Na rua, como nos dias anteriores, estão pessoas de todas as idades e profissões (professores, enfermeiras, advogados, médicos, bombeiros, monges…), mas acima de tudo muitos jovens. Soe Aung, um activista dos direitos humanos que vive na Tailândia, disse à Al-Jazeera que é encorajante ver tantos jovens a liderar os protestos, antecipando que não será fácil pôr-lhes fim.

“Penso que eles [os generais] estão a tentar assustar os manifestantes por vários meios mas os manifestantes estão muito determinados”, afirma. “Mais importante, não são só estudantes e jovens, mas também as minorias étnicas em diferentes partes do país”, diz Soe Aung. “Eles não podem recuar agora. Sabem que se o fizerem serão escravos da ditadura para sempre.”

Na memória de todos está a repressão brutal com que os militares reprimiram os anteriores movimentos de contestação, em 1988 e em 2007, deixando milhares de mortos.

“À medida que as manifestações pacíficas crescem, o risco de violência é real. Todos sabemos do que o Exército da Birmânia é capaz: atrocidades em massa, assassínio de civis, desaparecimentos forçados, tortura e detenções arbitrárias”, diz Tom Villarim, membro dos Parlamentares pelos Direitos Humanos da ASEAN, em conversa com a Al-Jazeera.

Investimentos e contactos

A Birmânia integra a ASEAN (Associação das Nações do Sudeste Asiático) desde 1997. Apesar de ter por hábito evitar comentar os assuntos internos dos seus membros, em 2007 os seus ministros dos Negócios Estrangeiros disseram-se “chocados” pela violência dos militares e a pressão da organização conseguiu, por exemplo, que fosse autorizada a entrada na Birmânia do enviado especial da ONU. Villarim acredita que cabe a esta associação de dez países usar a sua influência com a Junta Militar.

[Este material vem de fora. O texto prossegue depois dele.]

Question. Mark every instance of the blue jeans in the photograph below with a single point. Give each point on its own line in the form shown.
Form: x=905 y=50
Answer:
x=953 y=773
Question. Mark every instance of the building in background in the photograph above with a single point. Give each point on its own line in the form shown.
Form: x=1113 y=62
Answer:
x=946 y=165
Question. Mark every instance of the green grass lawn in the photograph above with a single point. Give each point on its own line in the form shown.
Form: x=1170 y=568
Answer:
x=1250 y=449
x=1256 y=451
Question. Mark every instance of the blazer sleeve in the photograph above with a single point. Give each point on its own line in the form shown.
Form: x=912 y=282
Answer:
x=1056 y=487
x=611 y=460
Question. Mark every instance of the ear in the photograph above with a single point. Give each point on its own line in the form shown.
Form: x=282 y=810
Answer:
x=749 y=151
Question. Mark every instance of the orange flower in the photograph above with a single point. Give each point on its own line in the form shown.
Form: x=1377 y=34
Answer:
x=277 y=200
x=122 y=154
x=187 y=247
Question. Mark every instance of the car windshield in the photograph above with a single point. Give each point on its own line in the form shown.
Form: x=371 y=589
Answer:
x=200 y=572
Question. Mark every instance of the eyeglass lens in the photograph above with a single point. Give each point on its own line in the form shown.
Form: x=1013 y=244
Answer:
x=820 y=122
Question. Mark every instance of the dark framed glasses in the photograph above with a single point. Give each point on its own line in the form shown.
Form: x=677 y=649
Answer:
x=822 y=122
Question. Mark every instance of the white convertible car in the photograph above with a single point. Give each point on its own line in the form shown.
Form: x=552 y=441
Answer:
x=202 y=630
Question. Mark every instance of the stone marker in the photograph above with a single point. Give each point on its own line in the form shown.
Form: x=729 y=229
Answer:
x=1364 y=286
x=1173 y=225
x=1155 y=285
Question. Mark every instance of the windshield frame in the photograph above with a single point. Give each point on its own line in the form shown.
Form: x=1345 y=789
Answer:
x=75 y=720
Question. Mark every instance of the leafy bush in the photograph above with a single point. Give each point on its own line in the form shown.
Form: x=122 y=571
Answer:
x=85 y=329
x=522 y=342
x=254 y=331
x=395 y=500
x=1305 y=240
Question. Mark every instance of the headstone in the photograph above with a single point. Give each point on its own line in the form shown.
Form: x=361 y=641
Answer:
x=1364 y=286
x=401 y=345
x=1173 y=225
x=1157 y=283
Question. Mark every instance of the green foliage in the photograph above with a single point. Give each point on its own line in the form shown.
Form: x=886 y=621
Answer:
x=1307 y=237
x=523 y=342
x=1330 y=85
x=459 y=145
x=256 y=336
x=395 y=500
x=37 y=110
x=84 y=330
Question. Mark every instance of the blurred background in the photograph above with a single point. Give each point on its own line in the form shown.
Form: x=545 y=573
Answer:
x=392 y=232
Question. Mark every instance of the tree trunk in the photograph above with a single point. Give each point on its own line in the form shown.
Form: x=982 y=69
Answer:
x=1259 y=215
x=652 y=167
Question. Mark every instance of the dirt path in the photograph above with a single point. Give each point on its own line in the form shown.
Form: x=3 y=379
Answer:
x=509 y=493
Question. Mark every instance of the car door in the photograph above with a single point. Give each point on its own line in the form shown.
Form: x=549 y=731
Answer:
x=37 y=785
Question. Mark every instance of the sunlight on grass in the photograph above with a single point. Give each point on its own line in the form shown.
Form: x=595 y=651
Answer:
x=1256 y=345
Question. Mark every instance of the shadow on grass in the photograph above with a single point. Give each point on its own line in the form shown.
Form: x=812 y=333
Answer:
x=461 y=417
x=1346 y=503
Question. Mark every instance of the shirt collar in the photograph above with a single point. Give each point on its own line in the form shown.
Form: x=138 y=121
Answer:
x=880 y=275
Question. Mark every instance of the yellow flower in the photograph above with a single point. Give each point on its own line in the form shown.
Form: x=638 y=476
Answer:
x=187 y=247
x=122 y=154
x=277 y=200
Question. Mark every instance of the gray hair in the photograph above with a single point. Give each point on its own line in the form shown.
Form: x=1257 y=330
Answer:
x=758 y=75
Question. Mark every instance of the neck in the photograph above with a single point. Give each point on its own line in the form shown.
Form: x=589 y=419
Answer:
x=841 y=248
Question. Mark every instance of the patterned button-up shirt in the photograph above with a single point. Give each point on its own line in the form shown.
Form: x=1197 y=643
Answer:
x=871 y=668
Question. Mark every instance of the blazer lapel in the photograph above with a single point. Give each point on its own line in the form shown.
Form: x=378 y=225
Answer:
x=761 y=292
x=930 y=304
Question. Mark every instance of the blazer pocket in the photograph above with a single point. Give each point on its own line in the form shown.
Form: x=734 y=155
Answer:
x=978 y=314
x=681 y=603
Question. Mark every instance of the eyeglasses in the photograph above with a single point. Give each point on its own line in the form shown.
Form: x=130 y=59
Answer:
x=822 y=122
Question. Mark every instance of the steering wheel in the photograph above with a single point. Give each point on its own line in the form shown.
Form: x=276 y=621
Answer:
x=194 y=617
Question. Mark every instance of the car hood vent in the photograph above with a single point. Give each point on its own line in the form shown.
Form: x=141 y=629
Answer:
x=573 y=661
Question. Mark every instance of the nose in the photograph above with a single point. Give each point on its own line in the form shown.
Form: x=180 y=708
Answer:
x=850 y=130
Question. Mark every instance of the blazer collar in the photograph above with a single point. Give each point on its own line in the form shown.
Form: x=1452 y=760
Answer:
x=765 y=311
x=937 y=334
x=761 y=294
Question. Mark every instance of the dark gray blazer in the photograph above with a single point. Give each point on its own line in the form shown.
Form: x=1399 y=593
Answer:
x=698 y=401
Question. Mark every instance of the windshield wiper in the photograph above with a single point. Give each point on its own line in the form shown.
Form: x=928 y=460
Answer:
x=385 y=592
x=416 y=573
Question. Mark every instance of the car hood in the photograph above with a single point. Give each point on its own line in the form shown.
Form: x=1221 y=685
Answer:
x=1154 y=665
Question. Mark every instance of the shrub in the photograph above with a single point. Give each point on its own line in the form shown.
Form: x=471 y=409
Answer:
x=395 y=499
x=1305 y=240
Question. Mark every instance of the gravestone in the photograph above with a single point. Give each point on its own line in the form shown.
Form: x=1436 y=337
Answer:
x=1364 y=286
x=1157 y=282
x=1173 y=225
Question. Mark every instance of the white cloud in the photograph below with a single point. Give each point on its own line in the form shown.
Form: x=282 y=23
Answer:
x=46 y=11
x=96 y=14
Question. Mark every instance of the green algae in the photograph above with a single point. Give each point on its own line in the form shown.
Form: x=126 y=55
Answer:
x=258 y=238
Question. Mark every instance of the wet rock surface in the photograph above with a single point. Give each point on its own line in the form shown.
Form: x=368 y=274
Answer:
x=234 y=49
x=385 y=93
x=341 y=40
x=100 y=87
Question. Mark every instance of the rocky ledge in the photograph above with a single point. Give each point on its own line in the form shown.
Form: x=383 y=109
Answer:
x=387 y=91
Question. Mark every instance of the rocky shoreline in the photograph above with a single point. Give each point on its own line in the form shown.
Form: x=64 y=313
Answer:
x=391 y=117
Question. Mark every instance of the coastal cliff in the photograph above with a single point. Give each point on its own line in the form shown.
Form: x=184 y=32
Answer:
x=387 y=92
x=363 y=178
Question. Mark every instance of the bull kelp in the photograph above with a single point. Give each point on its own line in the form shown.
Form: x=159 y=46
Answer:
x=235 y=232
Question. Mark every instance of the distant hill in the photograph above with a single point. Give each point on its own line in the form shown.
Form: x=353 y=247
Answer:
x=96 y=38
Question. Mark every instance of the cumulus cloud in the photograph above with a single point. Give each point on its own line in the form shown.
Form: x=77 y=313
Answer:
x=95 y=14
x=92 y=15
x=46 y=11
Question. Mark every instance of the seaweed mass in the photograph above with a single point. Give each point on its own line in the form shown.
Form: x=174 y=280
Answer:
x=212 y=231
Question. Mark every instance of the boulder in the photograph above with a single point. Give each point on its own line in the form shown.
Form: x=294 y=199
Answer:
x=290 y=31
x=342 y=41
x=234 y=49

Entretanto, um grande empresário de Singapura, Lim Kaling, anunciou que vai abandonar o seu investimento numa companhia de tabaco ligada aos militares birmaneses. E a Nova Zelândia suspendeu todos os contactos políticos e militares de alto nível com o país, anunciando que vai garantir que a ajuda do país não beneficia os militares e banindo os seus líderes de viajarem para território neozelandês.

A pedido da União Europeia e do Reino Unido, o Conselho dos Direitos Humanos da ONU vai realizar uma sessão especial para discutir a situação na Birmânia na sexta-feira.